Most of the time, though, the art style serves its story well. The 2D art is well animated and expressive, and usually the minimalist presentation works well. It can be occasionally difficult to understand instructions, since characters speak in visualized cartoons instead of words. More often, the lack of a user interface shines, since it gives the art such a nice showcase.

This is also the rare game that so perfectly uses its music. Thanks in part to the time period, the arrangements mix together classical music and the game seems to sense when to hit just the right chord for emotional weight or the excitement of battle.

The journey through this story is less exciting. Valiant Hearts is, at its core, a fairly simple puzzle game. The puzzles aren't particularly difficult, but they are plentiful and feel repetitive by the end. Rarely do they inform the narrative with any kind of emotional weight.
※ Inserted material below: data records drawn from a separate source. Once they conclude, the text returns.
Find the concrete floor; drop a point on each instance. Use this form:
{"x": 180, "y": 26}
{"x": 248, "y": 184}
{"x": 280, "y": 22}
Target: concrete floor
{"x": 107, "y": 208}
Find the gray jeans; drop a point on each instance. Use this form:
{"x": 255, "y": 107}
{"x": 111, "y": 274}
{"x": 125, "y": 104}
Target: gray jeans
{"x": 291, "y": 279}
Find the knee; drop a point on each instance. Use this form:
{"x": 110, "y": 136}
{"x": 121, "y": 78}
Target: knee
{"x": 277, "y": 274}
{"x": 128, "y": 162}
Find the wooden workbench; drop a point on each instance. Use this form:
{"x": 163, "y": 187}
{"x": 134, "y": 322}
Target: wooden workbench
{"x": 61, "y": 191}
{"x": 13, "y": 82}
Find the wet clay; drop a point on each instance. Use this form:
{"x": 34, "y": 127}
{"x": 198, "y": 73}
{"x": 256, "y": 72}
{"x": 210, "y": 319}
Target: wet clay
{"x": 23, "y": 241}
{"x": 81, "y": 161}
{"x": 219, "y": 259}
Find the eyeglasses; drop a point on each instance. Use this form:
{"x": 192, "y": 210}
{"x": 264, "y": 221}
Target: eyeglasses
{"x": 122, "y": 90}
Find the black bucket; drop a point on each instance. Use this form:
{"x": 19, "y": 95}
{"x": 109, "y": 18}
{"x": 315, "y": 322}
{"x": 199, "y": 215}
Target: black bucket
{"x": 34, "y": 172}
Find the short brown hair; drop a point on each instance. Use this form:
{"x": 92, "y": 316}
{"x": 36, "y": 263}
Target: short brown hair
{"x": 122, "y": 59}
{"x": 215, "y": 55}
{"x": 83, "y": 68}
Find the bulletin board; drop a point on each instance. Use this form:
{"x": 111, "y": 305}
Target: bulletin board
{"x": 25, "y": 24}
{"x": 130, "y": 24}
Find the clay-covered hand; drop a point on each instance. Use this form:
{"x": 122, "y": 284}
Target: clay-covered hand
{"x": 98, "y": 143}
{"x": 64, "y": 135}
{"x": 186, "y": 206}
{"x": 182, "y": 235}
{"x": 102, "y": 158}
I found a handful of them were smartly designed in such a way that it served as metaphor or accented the point of a story beat, but more often they felt like simple time-wasting obstacles blocking story progression. Of course it needed a mechanical underpinning to be a video game, but this approach could have been much more interesting if it hadn't felt so separated from the narrative strengths.

Those strengths were certainly enough to pull me through, though. Valiant Hearts may get repetitive at times, and struggles to find its tone, but I'd be hard-pressed to name a game that better explores the complexities of war. In the end, we're reminded that lives are valuable regardless of their banner. It's rare to see a video game explore conflict with such nuance, and this one deserves commendation for that.

Final Score: 7 out of 10.


This review is based on a digital Xbox One copy provided by the publisher. Valiant Hearts: The Great War is available now for PC, PlayStation 3, PlayStation 4, Xbox 360, and Xbox One for $14.99. The game is rated T.